LYTHAM ST. ANNES, England – Has Adam Scott’s time come?
Maybe a change of philosophy and an equipment change are finally going to deliver the major the Australian has promised for so long.
Scott trails Brandt Snedeker by a shot heading into the third round of the 141st Open Championship at Royal Lytham &: St. Annes Golf Club after a second round, 3-under 67 moved him to 9 under.
The Australian began the second round on 6 under and dropped just one shot, a bogey at the par-4 third hole – where he has registered two of his three bogeys through 36 holes – when he missed a 20-foot putt for par. However, he fought back with four birdies in the last 15 holes to enter the weekend with a chance to win his first major or, as we say over here, break his major duck.
There was a time when it seemed ludicrous that Scott would reach the age of 32 without a major to his name. With one of the best swings in the game, it seemed a certainty he’d win multiple majors before his 30th birthday.
There was one thing holding him back: the shortest putter in his bag. As good as Scott’s long game was, his putting stroke just didn’t come close.
The eight-time PGA Tour winner has resurrected his major ambitions thanks to switching putters. Now the tool he uses on the greens is the longest club in his bag. He’s one of the converts to the long putter.
“It’s brought more consistency to my putting,” Scott said. “My putting with the short putter was so hot and cold; it was more often cold than hot. It was so very, very frustrating to play well and get nothing out of a round. I putt much more consistently with it, which has a really positive effect on the rest of my game. It takes a little pressure off.”
There was no real pressure on Scott’s game during the second round. He looked pretty much in control.
“I’m feeling comfortable because I’m hitting the ball well and things are under control. It’s not a fluke that I’m up there (near the top of the leaderboard).”
Scott’s last win came in the last year’s WGC–Bridgestone Invitational. The Australian won by four shots over Luke Donald and Rickie Fowler. The ominous sign for the rest of the field here at Royal Lytham is that he’s in a better frame of mind than he was then.
“Things have felt better for me this week leading in,” Scott said. “I felt my game was good. When I went to Bridgestone last year, I was a little shaky.”

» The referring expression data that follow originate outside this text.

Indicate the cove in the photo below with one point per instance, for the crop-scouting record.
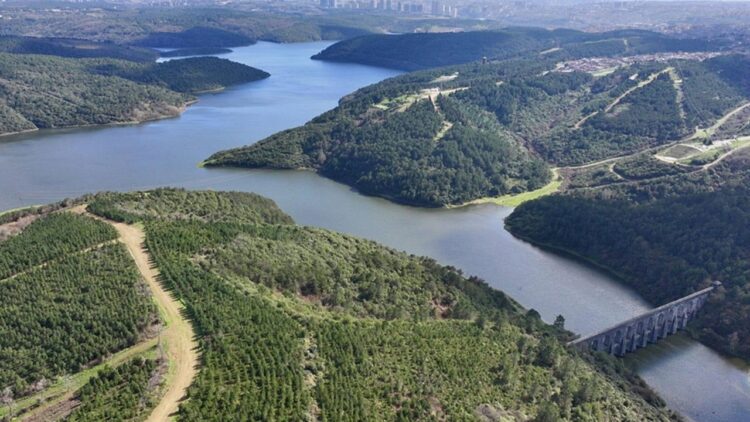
(50, 165)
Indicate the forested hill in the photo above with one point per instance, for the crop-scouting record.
(38, 92)
(665, 229)
(333, 327)
(69, 47)
(426, 50)
(455, 134)
(190, 75)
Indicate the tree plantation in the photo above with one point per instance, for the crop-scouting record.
(71, 297)
(298, 322)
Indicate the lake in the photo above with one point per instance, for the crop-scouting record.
(47, 166)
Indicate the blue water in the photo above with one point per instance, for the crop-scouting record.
(47, 166)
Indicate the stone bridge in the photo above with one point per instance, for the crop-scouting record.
(646, 328)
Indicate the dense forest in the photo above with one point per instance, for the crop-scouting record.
(69, 47)
(190, 75)
(298, 322)
(195, 51)
(455, 134)
(421, 51)
(71, 297)
(204, 26)
(123, 393)
(666, 234)
(41, 91)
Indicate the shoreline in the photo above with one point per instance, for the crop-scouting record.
(181, 109)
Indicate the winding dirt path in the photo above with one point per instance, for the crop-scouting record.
(178, 336)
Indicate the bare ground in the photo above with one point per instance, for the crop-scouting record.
(179, 337)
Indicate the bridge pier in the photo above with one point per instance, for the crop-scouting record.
(647, 328)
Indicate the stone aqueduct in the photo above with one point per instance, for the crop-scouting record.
(646, 328)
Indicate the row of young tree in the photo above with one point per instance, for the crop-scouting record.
(124, 393)
(49, 238)
(65, 315)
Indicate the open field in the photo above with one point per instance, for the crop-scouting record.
(518, 199)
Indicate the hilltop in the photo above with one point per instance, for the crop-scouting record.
(326, 324)
(41, 92)
(427, 50)
(456, 134)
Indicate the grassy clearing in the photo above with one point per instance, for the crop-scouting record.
(518, 199)
(2, 213)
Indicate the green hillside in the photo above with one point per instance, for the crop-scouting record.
(456, 134)
(75, 48)
(298, 323)
(71, 297)
(41, 92)
(665, 229)
(426, 50)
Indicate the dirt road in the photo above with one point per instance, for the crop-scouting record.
(178, 336)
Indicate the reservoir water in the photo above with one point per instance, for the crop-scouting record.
(43, 167)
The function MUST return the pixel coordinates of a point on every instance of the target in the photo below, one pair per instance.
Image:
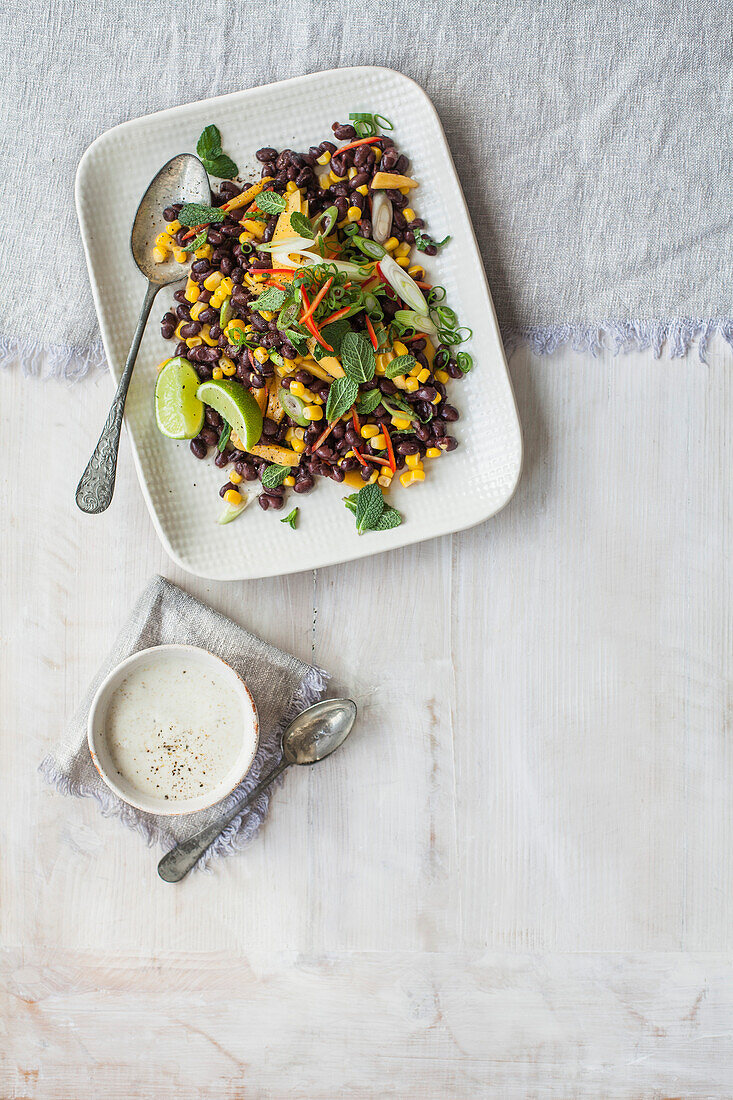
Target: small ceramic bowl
(150, 803)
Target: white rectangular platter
(460, 490)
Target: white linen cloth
(592, 143)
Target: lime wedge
(236, 404)
(178, 411)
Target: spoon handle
(177, 862)
(95, 491)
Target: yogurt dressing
(173, 728)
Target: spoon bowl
(319, 730)
(308, 738)
(183, 178)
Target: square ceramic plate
(461, 488)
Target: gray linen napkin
(281, 684)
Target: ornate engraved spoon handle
(95, 491)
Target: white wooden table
(514, 881)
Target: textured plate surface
(460, 490)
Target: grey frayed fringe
(233, 837)
(72, 364)
(621, 337)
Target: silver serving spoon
(182, 179)
(310, 737)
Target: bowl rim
(233, 777)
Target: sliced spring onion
(381, 217)
(371, 249)
(404, 285)
(417, 321)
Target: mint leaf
(198, 242)
(358, 356)
(271, 202)
(209, 144)
(303, 226)
(274, 475)
(194, 213)
(389, 518)
(369, 402)
(341, 396)
(370, 506)
(221, 166)
(335, 332)
(272, 298)
(403, 364)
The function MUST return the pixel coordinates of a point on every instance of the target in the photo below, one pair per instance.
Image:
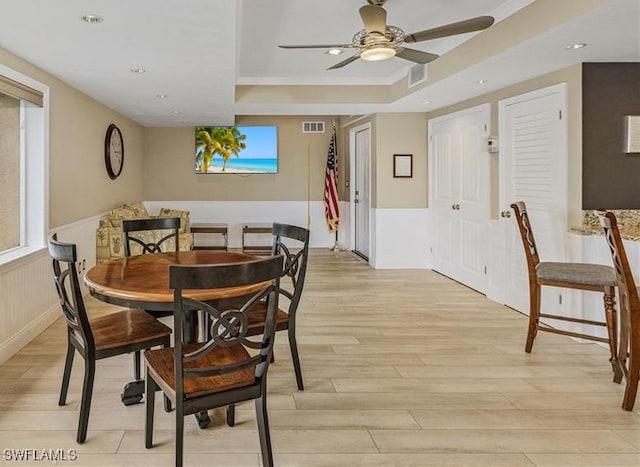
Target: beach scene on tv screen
(236, 149)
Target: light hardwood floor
(400, 368)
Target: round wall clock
(114, 151)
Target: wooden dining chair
(150, 244)
(629, 350)
(106, 336)
(227, 368)
(291, 285)
(581, 276)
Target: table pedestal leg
(190, 331)
(133, 393)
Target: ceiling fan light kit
(377, 53)
(380, 41)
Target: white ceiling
(197, 51)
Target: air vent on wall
(417, 74)
(313, 127)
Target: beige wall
(401, 133)
(169, 168)
(572, 76)
(391, 133)
(78, 183)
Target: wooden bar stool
(629, 351)
(581, 276)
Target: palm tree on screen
(223, 141)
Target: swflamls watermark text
(33, 454)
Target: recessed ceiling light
(92, 19)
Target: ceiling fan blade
(344, 62)
(417, 56)
(374, 18)
(468, 25)
(318, 46)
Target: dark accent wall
(610, 178)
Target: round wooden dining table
(143, 282)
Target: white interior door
(361, 200)
(460, 194)
(533, 158)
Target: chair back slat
(626, 283)
(295, 263)
(130, 227)
(67, 284)
(229, 322)
(526, 234)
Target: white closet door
(459, 168)
(533, 159)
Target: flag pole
(308, 187)
(336, 246)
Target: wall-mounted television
(236, 149)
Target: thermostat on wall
(492, 144)
(632, 134)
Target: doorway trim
(352, 184)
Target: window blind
(20, 91)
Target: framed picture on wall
(403, 165)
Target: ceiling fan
(379, 41)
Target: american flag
(331, 209)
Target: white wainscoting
(237, 213)
(28, 300)
(399, 239)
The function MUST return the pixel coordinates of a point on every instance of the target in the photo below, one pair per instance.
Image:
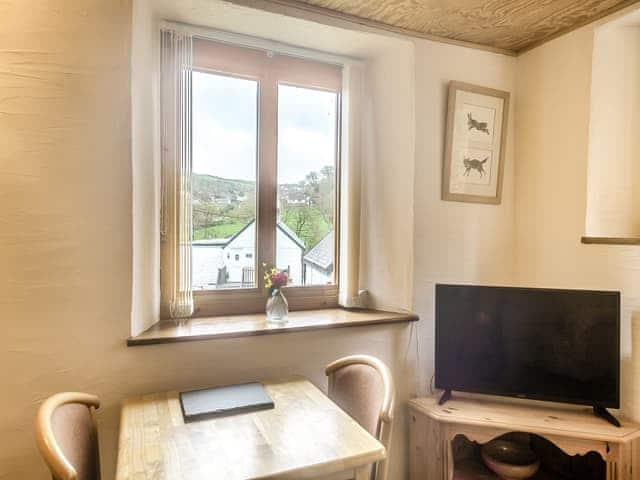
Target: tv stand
(574, 430)
(446, 396)
(603, 413)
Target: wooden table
(305, 436)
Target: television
(541, 344)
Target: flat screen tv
(554, 345)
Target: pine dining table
(306, 436)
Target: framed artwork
(475, 144)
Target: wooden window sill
(611, 240)
(235, 326)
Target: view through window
(263, 114)
(307, 124)
(225, 119)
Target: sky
(225, 124)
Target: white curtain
(176, 157)
(349, 295)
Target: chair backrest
(67, 437)
(362, 386)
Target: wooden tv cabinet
(574, 430)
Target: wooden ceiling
(508, 25)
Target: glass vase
(277, 308)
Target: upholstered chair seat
(362, 386)
(67, 437)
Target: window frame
(270, 70)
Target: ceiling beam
(305, 11)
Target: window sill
(611, 240)
(235, 326)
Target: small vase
(277, 308)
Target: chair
(363, 387)
(67, 437)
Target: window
(264, 176)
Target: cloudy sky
(224, 128)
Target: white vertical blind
(176, 229)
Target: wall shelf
(611, 240)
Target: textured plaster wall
(552, 140)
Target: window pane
(224, 181)
(307, 122)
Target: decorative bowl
(510, 460)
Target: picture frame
(475, 144)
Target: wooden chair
(363, 387)
(67, 436)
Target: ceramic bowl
(510, 460)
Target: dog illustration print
(473, 164)
(472, 123)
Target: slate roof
(223, 242)
(321, 255)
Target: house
(232, 260)
(317, 263)
(470, 147)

Scott’s best Open Championship finish from 12 appearances is T-8 in 2006. He has seven top 10s in majors, including second in last year’s Masters and third in the 2006 PGA Championship. He’s hoping a new philosophy has helped his major quest.
Scott has cut his schedule this year to help him focus on the only tournaments that really matter.

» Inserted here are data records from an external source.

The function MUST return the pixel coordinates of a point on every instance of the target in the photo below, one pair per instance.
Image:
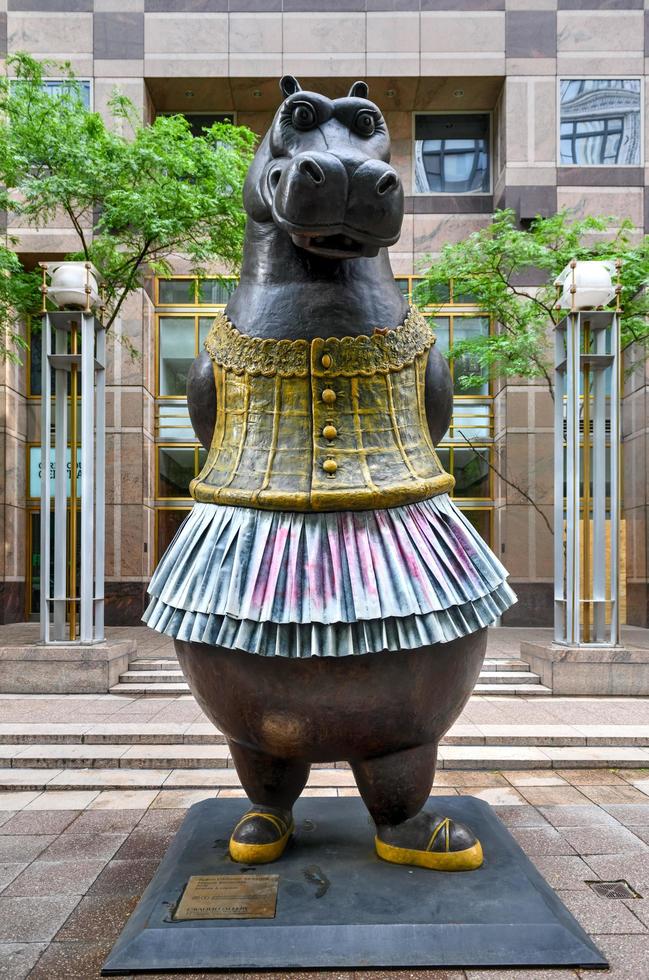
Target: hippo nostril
(388, 182)
(311, 169)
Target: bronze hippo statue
(328, 600)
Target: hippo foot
(261, 835)
(430, 840)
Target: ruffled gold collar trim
(380, 352)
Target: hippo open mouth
(338, 246)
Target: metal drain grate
(613, 889)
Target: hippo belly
(327, 709)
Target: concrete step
(529, 689)
(504, 743)
(508, 677)
(151, 690)
(171, 664)
(157, 676)
(175, 677)
(451, 757)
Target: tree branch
(510, 483)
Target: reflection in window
(452, 154)
(464, 328)
(176, 470)
(58, 86)
(600, 121)
(199, 121)
(215, 292)
(168, 521)
(480, 519)
(471, 472)
(177, 351)
(176, 292)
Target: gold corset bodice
(321, 425)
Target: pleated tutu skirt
(336, 584)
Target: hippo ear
(359, 90)
(289, 85)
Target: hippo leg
(272, 785)
(394, 788)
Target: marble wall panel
(530, 34)
(44, 33)
(600, 31)
(193, 33)
(544, 148)
(517, 120)
(392, 32)
(432, 231)
(445, 32)
(323, 33)
(118, 35)
(257, 33)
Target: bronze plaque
(228, 897)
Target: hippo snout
(336, 207)
(311, 192)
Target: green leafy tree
(19, 296)
(490, 265)
(134, 198)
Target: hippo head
(322, 174)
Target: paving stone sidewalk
(74, 861)
(73, 864)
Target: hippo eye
(304, 116)
(365, 123)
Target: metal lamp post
(587, 376)
(77, 357)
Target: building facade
(529, 104)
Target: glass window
(176, 292)
(177, 351)
(452, 154)
(198, 121)
(169, 520)
(204, 327)
(176, 470)
(600, 122)
(174, 424)
(471, 472)
(215, 292)
(442, 327)
(480, 519)
(471, 419)
(464, 328)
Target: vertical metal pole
(87, 571)
(573, 584)
(60, 486)
(100, 481)
(46, 426)
(74, 378)
(599, 488)
(586, 476)
(615, 479)
(560, 597)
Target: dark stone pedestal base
(340, 906)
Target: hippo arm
(201, 398)
(439, 395)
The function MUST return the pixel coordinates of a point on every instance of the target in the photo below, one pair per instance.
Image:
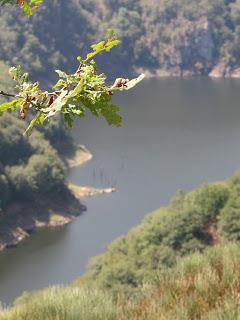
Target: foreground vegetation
(182, 262)
(201, 286)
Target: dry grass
(201, 287)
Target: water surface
(176, 134)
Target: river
(176, 134)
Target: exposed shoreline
(21, 222)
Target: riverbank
(20, 220)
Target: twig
(7, 94)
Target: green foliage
(183, 227)
(28, 6)
(77, 93)
(28, 166)
(200, 286)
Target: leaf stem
(7, 94)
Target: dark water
(176, 134)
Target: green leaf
(37, 120)
(10, 105)
(57, 105)
(77, 90)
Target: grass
(201, 287)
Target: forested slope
(178, 264)
(163, 37)
(33, 175)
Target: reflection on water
(176, 134)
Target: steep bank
(178, 264)
(20, 219)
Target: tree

“It wasn’t about playing less events. It was about preparing a little differently and more effectively for majors,” he said. “I’ve had to cut out a couple of events. It’s not about not wanting to compete or not being at those events. It’s just purely about having a little more focus on the major tournaments. I think it’s been effective so far.
“Last year certainly my results were better in the majors, and this year, too, already. So I feel as if that’s putting me in a better frame of mind coming into these things and confidence-wise.”
Scott has former Tiger Woods caddie Steve Williams on the bag. Williams caused controversy last year when he claimed winning with Scott was his best experience in golf, this from a man who won 13 majors with Woods.
Woods is just three behind Scott, and the pair could find themselves in the final two-ball on Sunday. That would thrill the British tabloids.
A head-to-head battle between Scott and Woods would be perfect symmetry since Scott’s swing has been so often compared with Woods’ action. (They shared the same coach at one time in Butch Harmon.)
There are many questions hanging over Royal Lytham with 36 holes to go. Among them is Adam Scott’s ability to close the deal.
Are all the stars aligned to allow Scott to fulfill his destiny?